And all the days of Methuselah were nine hundred and
sixty nine years, and he died
This was the oldest man that ever lived, no man ever lived to a thousand years: the Jews give this as a reason for it, because a thousand years is God's day, according to ( Psalms 90:4 ) and no man is suffered to arrive to that. His name carried in it a prediction of the time of the flood, which was to be quickly after his death, as has been observed, (See Gill on Genesis 5:21).
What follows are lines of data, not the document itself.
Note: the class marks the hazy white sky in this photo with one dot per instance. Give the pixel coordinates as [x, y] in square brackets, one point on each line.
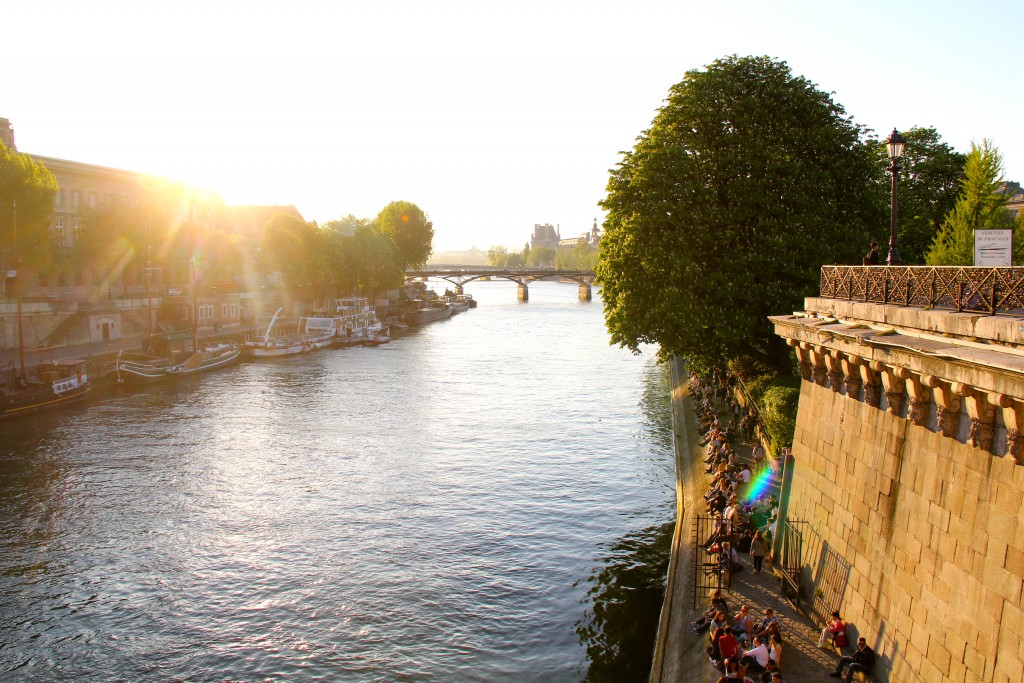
[492, 116]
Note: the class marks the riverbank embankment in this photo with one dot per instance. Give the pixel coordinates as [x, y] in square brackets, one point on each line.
[680, 655]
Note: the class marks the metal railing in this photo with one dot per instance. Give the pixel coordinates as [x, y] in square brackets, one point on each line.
[986, 290]
[712, 567]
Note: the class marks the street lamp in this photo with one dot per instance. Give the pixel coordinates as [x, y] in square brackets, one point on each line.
[896, 144]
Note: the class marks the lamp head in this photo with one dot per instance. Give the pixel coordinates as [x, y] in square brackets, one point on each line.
[896, 144]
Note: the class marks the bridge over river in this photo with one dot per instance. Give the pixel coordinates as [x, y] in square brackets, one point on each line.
[459, 275]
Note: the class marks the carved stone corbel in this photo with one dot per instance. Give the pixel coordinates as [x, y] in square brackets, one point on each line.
[872, 385]
[834, 361]
[818, 355]
[948, 409]
[804, 363]
[894, 381]
[982, 415]
[921, 399]
[852, 373]
[1013, 418]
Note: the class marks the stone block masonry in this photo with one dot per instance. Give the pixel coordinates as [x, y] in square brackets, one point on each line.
[907, 463]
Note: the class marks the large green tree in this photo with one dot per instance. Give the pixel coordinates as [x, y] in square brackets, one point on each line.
[929, 182]
[410, 228]
[32, 187]
[297, 250]
[981, 205]
[749, 180]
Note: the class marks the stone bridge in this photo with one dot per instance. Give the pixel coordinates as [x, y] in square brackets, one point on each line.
[522, 276]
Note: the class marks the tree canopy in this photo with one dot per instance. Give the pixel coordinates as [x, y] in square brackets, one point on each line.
[981, 205]
[32, 187]
[410, 228]
[749, 179]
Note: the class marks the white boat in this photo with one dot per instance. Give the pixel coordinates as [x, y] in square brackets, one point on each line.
[354, 321]
[207, 357]
[267, 346]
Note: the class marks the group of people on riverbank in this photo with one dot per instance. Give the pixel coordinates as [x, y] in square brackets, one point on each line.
[737, 646]
[743, 650]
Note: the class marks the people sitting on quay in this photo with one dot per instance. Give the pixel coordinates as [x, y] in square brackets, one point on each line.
[771, 669]
[724, 646]
[759, 550]
[757, 657]
[742, 624]
[834, 635]
[768, 626]
[862, 660]
[718, 604]
[775, 649]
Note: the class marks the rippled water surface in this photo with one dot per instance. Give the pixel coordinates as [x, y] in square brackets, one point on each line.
[445, 507]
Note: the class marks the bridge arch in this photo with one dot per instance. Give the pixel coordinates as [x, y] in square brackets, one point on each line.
[522, 276]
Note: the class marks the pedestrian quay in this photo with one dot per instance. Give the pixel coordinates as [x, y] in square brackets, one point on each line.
[680, 654]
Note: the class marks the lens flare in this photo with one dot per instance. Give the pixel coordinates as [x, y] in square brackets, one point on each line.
[759, 485]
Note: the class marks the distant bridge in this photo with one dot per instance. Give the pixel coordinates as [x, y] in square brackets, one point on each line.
[459, 275]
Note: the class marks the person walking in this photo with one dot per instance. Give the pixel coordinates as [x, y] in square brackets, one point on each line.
[759, 549]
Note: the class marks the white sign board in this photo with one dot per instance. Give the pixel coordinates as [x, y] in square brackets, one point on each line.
[993, 248]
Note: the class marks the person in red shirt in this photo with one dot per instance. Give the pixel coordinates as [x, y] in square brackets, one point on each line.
[728, 647]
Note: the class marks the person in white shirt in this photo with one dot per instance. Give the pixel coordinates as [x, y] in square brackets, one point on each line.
[756, 658]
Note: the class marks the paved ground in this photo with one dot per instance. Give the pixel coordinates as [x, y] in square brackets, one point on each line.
[683, 658]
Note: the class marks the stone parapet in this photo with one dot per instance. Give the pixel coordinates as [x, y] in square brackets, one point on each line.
[907, 454]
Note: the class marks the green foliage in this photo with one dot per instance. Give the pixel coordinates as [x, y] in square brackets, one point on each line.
[498, 256]
[410, 228]
[747, 182]
[981, 205]
[375, 259]
[297, 250]
[778, 410]
[929, 182]
[32, 187]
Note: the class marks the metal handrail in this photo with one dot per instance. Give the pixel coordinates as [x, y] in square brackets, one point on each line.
[984, 290]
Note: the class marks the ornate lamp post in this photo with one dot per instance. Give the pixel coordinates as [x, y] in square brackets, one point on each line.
[896, 143]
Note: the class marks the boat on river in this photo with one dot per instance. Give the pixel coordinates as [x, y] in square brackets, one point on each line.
[60, 383]
[207, 357]
[354, 322]
[427, 311]
[267, 346]
[140, 368]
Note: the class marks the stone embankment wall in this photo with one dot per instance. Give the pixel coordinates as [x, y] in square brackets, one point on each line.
[907, 464]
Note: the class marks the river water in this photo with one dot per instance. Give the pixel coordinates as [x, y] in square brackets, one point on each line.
[486, 499]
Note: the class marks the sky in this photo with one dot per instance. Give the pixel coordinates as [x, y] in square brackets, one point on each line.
[489, 115]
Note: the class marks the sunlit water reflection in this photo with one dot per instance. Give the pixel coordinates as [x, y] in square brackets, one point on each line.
[452, 506]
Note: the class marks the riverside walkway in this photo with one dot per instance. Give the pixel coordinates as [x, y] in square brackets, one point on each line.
[680, 656]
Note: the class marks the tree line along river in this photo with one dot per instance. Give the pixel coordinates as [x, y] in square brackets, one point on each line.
[488, 498]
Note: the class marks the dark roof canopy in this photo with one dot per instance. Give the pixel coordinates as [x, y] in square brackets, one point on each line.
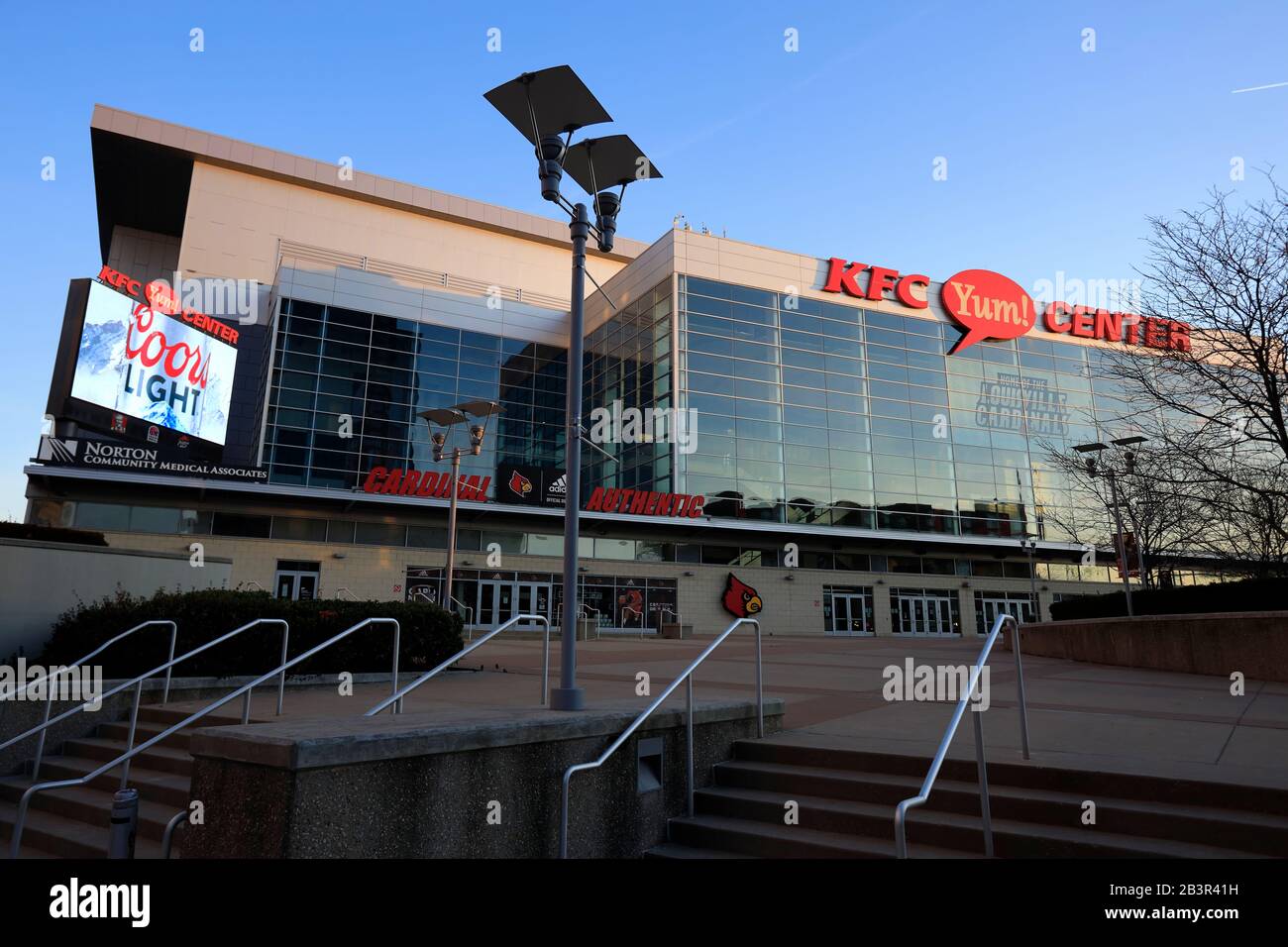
[138, 184]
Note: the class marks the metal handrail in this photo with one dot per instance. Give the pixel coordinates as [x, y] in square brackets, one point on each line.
[545, 664]
[244, 690]
[50, 697]
[174, 631]
[901, 813]
[138, 692]
[587, 607]
[686, 676]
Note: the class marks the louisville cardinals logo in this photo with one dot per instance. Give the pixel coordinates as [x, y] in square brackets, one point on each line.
[739, 599]
[519, 483]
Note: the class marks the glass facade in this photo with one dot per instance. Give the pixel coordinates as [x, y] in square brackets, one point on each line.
[629, 363]
[348, 388]
[807, 412]
[833, 415]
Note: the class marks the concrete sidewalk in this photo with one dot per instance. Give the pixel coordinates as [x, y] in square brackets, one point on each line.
[1082, 715]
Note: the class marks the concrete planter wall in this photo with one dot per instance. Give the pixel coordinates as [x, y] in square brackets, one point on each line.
[1254, 643]
[20, 715]
[425, 785]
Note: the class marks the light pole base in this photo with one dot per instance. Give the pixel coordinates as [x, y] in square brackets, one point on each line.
[567, 698]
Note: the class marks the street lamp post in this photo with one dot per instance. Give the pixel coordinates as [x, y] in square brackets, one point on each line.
[1030, 547]
[544, 106]
[1111, 474]
[446, 418]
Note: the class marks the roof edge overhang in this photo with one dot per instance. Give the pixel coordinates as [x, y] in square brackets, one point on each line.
[128, 146]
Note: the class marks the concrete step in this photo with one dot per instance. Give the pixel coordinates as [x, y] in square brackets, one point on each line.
[1081, 783]
[160, 758]
[947, 830]
[64, 838]
[143, 732]
[228, 715]
[684, 852]
[170, 789]
[771, 840]
[1227, 828]
[88, 804]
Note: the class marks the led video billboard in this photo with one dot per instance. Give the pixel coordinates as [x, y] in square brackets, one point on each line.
[140, 363]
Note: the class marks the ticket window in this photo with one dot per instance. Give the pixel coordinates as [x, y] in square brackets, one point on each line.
[297, 579]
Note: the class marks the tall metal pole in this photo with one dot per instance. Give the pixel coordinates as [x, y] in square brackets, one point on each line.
[451, 531]
[1031, 545]
[568, 696]
[1122, 549]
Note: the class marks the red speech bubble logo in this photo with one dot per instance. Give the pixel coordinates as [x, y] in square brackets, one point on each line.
[988, 305]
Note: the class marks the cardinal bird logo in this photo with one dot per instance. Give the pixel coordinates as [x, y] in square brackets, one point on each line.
[632, 604]
[739, 599]
[519, 483]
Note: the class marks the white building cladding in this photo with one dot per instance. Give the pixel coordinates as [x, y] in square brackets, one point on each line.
[902, 475]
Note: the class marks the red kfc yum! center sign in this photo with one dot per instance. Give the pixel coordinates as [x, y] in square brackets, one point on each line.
[990, 305]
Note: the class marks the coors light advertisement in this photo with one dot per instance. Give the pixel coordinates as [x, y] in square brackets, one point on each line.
[138, 361]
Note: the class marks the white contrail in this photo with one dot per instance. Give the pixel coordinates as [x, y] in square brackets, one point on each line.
[1258, 88]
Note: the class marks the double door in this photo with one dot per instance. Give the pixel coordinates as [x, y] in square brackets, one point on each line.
[498, 600]
[849, 615]
[925, 615]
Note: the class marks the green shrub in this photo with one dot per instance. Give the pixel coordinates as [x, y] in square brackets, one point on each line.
[1249, 595]
[51, 534]
[428, 634]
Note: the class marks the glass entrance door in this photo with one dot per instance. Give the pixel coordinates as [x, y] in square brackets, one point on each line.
[988, 607]
[532, 598]
[296, 579]
[923, 613]
[500, 599]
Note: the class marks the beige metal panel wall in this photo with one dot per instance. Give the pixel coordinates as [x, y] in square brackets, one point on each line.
[236, 219]
[366, 291]
[791, 607]
[642, 274]
[730, 261]
[143, 254]
[39, 581]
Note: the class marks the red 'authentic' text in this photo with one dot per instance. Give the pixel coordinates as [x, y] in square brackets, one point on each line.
[1086, 322]
[161, 298]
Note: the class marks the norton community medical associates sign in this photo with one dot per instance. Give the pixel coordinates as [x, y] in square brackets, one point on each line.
[526, 484]
[990, 305]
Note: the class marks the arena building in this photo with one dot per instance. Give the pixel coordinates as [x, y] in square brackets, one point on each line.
[831, 441]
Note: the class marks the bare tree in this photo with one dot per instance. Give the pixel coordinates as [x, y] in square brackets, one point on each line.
[1215, 410]
[1155, 509]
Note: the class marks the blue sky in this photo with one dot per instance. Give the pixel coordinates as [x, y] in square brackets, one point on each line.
[1055, 157]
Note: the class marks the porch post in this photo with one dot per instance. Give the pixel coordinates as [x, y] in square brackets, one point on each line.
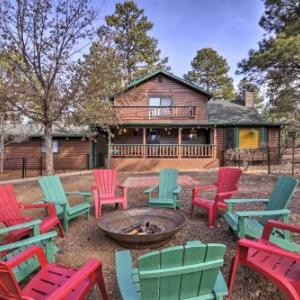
[144, 142]
[215, 143]
[179, 142]
[108, 149]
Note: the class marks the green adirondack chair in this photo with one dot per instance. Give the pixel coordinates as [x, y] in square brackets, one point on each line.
[246, 223]
[45, 240]
[168, 190]
[183, 272]
[54, 192]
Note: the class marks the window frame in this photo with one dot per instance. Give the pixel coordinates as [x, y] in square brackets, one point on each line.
[55, 146]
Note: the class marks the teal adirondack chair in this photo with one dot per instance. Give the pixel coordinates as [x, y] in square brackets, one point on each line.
[45, 240]
[168, 190]
[183, 272]
[245, 223]
[54, 192]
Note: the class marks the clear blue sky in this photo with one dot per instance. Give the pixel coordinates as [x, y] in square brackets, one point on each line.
[184, 26]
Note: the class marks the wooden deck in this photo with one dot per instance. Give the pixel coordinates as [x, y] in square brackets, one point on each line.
[162, 151]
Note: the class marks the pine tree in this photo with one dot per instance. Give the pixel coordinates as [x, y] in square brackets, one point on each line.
[129, 27]
[210, 72]
[276, 62]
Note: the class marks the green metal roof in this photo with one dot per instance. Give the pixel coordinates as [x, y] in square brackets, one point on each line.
[171, 76]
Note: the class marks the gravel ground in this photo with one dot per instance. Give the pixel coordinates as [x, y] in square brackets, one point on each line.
[85, 240]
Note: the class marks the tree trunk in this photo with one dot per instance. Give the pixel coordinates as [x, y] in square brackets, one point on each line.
[49, 152]
[1, 154]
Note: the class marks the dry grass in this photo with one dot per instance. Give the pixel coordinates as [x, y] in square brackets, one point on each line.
[85, 240]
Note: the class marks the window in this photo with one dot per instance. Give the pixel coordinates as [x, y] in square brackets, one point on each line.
[153, 137]
[249, 138]
[157, 111]
[54, 146]
[229, 138]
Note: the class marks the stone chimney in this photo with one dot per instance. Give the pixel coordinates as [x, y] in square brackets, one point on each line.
[248, 98]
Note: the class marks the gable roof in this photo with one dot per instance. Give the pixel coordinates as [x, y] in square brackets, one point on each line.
[171, 76]
[226, 112]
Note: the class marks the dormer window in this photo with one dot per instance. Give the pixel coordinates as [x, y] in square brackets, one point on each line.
[160, 107]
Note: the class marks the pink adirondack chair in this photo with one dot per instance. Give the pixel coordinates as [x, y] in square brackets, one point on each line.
[11, 214]
[53, 281]
[104, 190]
[226, 187]
[277, 264]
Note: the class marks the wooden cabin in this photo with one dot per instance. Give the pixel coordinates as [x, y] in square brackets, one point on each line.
[166, 121]
[73, 149]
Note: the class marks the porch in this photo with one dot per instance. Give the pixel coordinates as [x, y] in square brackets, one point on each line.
[152, 148]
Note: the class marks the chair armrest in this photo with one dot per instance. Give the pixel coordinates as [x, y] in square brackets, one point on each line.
[271, 248]
[202, 188]
[86, 195]
[49, 206]
[124, 275]
[27, 253]
[230, 193]
[238, 201]
[122, 186]
[262, 213]
[177, 190]
[50, 235]
[271, 224]
[90, 268]
[151, 189]
[35, 224]
[78, 193]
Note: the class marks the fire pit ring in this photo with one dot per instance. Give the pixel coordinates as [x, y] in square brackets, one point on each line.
[130, 227]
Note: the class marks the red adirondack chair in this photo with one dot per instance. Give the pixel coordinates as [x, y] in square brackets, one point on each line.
[53, 281]
[279, 265]
[11, 214]
[104, 190]
[226, 187]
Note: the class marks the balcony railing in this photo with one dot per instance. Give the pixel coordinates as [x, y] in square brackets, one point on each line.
[163, 151]
[155, 112]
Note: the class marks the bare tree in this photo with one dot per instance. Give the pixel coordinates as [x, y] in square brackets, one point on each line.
[41, 38]
[10, 132]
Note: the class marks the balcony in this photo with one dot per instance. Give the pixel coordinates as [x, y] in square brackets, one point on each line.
[155, 112]
[161, 151]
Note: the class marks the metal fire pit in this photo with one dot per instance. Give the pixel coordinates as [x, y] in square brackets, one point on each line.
[170, 221]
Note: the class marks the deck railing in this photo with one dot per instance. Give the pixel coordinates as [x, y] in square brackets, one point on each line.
[162, 150]
[155, 112]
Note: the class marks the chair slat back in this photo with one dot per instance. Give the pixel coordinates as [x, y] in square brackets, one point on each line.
[53, 191]
[106, 181]
[180, 272]
[9, 209]
[228, 179]
[167, 183]
[282, 194]
[9, 288]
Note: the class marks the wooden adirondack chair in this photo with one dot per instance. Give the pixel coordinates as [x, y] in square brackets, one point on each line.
[243, 223]
[279, 265]
[54, 193]
[52, 281]
[226, 187]
[11, 214]
[104, 190]
[181, 272]
[168, 190]
[45, 240]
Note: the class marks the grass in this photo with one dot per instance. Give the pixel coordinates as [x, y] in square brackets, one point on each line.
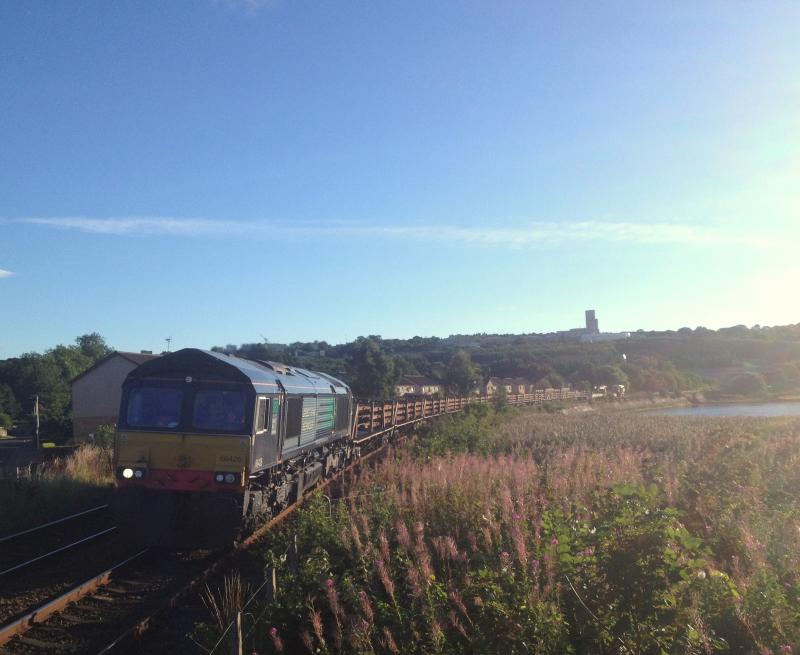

Some say he died in the year of the flood; others, fourteen years after, and was in the garden of Eden with his father, in the days of the flood, and then returned to the world F1; but the eastern writers are unanimous that he died before the flood: the Arabic writers F2 are very particular as to the time in which he died; they say he died in the six hundredth year of Noah, on a Friday, about noon, on the twenty first day of Elul, which is Thout; and Noah and Shem buried him, embalmed in spices, in the double cave, and mourned for him forty days: and some of the Jewish writers say he died but seven days before the flood came, which they gather from ( Genesis 7:10 ) "after seven days"; that is, as they interpret it, after seven days of mourning for Methuselah F3: he died A. M. 1656, the same year the flood came, according to Bishop Usher.
F1 Shalshalet Hakabala, fol. 74. 2.
F2 Apud Hottinger, p. 244.
F3 Bereshit Rabba, sect. 32. fol. 27. 3. Juchasin, fol. 6. 1. Baal Habturim in Gen. vii. 10.